A cursory stroll through the airy McEnery space, the dimensions of which allow the viewer to see Ansel’s oils from various perspectives, instantly reveals her affinity with the color blue. Ansel’s blue is not Homer’s “wine-dark sea,” which leads to black and death, but the vivid blue of clear skies and verticality. This blue is her signature, a bridge that carries her high-spirited swaths of paint away from a pictorial past into a life-affirming ecstasy. It might seem strange to evoke the memory of Maxfield Parrish in relation to Ansel, but his saturated blues echo in hers.
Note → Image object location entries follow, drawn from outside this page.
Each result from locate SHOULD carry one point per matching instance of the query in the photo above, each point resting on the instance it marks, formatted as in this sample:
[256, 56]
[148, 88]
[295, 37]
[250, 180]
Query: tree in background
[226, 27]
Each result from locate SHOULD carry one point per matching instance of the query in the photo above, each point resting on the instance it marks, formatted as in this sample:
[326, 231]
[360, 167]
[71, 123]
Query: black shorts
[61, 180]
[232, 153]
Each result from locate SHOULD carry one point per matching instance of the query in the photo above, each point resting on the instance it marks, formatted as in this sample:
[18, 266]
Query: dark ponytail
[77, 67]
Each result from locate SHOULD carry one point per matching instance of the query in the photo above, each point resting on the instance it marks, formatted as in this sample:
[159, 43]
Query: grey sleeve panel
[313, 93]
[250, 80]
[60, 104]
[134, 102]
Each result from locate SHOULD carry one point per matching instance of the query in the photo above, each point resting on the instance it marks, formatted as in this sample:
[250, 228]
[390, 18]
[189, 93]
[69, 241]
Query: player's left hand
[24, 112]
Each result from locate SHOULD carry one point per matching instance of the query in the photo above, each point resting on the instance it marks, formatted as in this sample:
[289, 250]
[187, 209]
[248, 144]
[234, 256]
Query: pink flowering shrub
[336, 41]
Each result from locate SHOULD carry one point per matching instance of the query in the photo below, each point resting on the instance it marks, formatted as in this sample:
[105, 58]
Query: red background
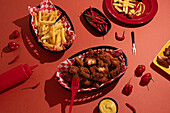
[49, 96]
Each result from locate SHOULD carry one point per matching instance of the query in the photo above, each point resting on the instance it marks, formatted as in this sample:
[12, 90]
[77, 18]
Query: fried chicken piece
[85, 83]
[90, 61]
[92, 54]
[93, 70]
[97, 76]
[115, 61]
[85, 69]
[79, 62]
[95, 84]
[105, 58]
[85, 75]
[103, 69]
[103, 79]
[73, 70]
[100, 62]
[115, 72]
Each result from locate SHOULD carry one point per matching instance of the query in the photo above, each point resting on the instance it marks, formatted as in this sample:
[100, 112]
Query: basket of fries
[51, 27]
[107, 65]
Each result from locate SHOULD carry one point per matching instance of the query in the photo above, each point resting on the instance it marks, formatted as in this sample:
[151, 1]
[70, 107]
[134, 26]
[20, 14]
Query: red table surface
[49, 96]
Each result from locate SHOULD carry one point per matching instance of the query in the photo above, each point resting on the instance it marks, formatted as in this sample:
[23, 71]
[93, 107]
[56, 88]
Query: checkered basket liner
[48, 6]
[64, 66]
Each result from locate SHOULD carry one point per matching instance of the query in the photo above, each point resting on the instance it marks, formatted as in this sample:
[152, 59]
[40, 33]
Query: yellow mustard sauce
[107, 106]
[141, 9]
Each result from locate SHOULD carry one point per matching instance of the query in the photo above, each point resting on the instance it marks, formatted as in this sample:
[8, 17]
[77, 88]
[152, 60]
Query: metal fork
[74, 89]
[133, 44]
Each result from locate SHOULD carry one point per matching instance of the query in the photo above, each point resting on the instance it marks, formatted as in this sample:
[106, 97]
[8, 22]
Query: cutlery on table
[133, 44]
[74, 89]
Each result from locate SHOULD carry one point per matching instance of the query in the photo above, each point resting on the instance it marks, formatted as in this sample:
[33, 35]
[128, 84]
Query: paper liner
[48, 6]
[64, 66]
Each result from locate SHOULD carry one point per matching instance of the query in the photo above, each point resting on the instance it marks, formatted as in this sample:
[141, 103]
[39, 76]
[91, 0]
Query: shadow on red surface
[114, 20]
[159, 71]
[55, 94]
[32, 46]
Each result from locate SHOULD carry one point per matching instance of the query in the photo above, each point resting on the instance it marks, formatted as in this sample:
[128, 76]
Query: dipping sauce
[107, 106]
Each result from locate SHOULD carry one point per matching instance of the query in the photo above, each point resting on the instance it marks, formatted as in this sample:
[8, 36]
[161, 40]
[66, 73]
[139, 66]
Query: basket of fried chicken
[95, 67]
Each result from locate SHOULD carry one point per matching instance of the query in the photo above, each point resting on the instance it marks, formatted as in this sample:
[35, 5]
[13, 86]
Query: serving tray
[67, 25]
[64, 66]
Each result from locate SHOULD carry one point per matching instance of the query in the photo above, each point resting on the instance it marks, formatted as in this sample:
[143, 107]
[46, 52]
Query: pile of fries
[122, 6]
[52, 36]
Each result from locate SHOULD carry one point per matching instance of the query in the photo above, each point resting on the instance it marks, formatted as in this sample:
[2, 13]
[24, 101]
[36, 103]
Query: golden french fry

His use of blue is decorative, escapist even, while Ansel’s is meaningful at several levels: it is a declaration of independence and an invitation to the viewer to join with her in an aesthetic adventure.

 

Nowhere is this more visible than in the magnificent Midsummer’s Night (2023), a multi-paneled oil on linen measuring 60 by 144 inches. Size, in Ansel’s case, is an important factor. Over time, the dimensions of her work have increased, and while there are many large-scale works among the nine in this show, this piece constitutes a step in a new direction. The title comes, again, from Shakespeare, A Midsummer Night’s Dream. But Ansel has apocopated Shakespeare’s title, transforming it much in the way she transforms her pictorial sources. Now it is simply Midsummer’s Night, which would be June 21st in the northern hemisphere, the solstice or longest day in the year. Shakespeare traffics in fairies and magic potions, while Ansel is celebrating the day ancient astronomers thought the sun stood still. A hinge painting depicting a hinge moment in nature and in the artist’s career. Blue dominates here as well, exercising its animating force over all the other elements in the painting. This is no literary dream or fiction. This is Ansel’s assertion of her authority over her medium, a calculated, self-conscious arrangement to achieve the effects she desires.

 

 

Tracking Ansel’s manipulation of blue in this show would be an experiment in the perception of hues. A painting like Crop II (2023), 40 by 32 inches, is almost a still life, but the only discernible object is a blue rectangle: color transformed into an artifact, as if to tell us that Elise Ansel has reached a new height in this show, that her work is self-reflective, self-contained, the expression of her own high-powered imagination.